There’s a particular balcony on the seventh floor of Tan Kah Kee Hall that has a clear and unrestricted view of nearly the entire San Francisco bay, and stepping out onto that balcony after spending all day down in lab can be utterly overwhelming. I think this picture really captures that feeling of the sun on my face at the end of a long, and the incredible relief that brings.

The Lost(ish) Generation

Antique Creek

The environment changes so completely when it rains that I can’t help but run out with my camera in the moments between storms. Today’s photograph is another from UC Berkeley’s Strawberry Creek on a particularly drizzly day. The contrast between nature and the manicured stone walls works out quite nicely when everything is wet and glistening.

Antique Creek

Ingrained

This little stream was running by the trail not far from where Brendan took yesterday’s photo. At first, I felt distressed to see that tires had been dumped into the stream, but further inspection made it obvious that they’d been washed there in heavy rain years ago. There was a certain relief in seeing them encrusted in moss and being (at least partially) reclaimed.

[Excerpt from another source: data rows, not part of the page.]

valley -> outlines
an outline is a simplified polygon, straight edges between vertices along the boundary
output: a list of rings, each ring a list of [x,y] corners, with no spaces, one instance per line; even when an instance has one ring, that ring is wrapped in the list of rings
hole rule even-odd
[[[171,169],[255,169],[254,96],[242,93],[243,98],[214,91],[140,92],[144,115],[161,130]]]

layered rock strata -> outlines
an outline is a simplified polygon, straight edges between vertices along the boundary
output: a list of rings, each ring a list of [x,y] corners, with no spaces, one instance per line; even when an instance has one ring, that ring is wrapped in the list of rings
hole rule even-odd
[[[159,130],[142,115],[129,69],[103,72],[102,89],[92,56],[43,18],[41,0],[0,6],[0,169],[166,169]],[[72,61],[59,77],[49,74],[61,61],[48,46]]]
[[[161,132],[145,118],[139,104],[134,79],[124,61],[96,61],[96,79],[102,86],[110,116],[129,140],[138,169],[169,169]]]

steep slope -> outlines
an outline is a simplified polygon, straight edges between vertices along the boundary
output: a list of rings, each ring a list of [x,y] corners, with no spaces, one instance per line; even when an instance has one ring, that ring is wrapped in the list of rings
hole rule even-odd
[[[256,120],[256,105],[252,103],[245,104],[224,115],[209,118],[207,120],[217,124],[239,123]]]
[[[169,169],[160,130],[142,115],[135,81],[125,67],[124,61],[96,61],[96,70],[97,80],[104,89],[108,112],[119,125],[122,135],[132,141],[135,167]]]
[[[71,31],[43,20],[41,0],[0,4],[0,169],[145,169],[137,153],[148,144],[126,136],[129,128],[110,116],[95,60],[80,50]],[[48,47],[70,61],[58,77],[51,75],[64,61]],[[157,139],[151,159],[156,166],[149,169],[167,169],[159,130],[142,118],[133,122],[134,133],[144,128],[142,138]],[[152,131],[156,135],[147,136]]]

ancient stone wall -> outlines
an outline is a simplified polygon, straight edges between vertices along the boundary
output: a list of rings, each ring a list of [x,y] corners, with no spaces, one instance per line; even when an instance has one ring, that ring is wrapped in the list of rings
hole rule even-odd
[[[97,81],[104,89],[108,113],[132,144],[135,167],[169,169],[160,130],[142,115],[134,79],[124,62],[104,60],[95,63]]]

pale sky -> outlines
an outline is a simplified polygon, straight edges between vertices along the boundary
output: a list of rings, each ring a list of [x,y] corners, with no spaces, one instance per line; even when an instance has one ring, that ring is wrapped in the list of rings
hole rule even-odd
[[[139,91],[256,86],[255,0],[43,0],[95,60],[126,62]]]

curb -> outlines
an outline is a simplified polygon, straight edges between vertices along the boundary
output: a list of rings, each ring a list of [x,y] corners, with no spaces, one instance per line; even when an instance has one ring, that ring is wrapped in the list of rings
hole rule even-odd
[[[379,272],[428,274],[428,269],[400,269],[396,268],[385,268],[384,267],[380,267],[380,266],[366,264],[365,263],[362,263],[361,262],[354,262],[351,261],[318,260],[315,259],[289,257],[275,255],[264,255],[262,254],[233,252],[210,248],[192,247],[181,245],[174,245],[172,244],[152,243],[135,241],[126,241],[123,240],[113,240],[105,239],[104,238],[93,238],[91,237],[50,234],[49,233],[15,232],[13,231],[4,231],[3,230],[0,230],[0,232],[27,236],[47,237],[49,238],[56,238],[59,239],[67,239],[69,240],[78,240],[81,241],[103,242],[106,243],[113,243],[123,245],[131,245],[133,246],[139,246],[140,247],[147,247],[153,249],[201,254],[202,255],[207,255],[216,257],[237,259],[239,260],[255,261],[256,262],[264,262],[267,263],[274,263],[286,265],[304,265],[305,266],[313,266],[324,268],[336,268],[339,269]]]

The contrast between the blacks/greys of the tires/rocks and the array of greens in the moss, ferns, and trees worked out really nicely for highlighting the contrast between the “static” parts of the image and the encroaching life.

Ingrained

Calf

The previously featured Robert Sibley Regional Volcanic Preserve is apparently home to a small herd of cattle. This came as some surprise to us while were having a stroll through the park when we came upon a small pen filled with cattle and their calves, including this one who came around to figure out what we were all about.

Calf

Duck Pond

Another shot from Robert Sibley Volcanic Regional Preserve, there was a small pond up on a hill overlooking some pastures and the freeway running through the east bay hills. Though they seemed reluctant to be caught on camera there were actually a pair of ducks swimming around this small, overgrown pond.

Duck Pond

Behold, the Tomb!

Today is a more unusual shot of UC Berkeley’s Hearst Memorial Mining Building. As with so many other buildings on campus, the terrain and topology of surrounding the building have changed radically since it’s initial construction, with each shift requiring an adaptation to the landscaping and lower structure of the building to maintain access without violating the original design too severely. In this case, however, a fairly functional combination of tunnel entrance and stairs looks uncannily like some sort of ancient tomb. I keep waiting for Indiana Jones to come sprinting out past the ash trays with an enormous boulder rolling close behind him.

Behold, the Tomb!

The Edifice

This is the imposing Latimer Hall in UC Berkeley’s College of Chemistry. On this stormy afternoon, the sky and the bare tree and the building itself all took on this similar cast, but with such radically different textures and shapes. If you look carefully, the cracks and stains under each balcony level begin to resemble the geometry of the tree.

The Edifice

Enigmatic door

This shot comes from a maintenance building over the Caldecott tunnel through the Berkeley Hills. The whole building is sort of interesting looking in a really drab way and will surely be featured further but for now I thought that the way that the NFPA diamond in all of its colorful glory contrasted with the lack of the color in this stairwell which is an access way to one of the bores of the tunnel.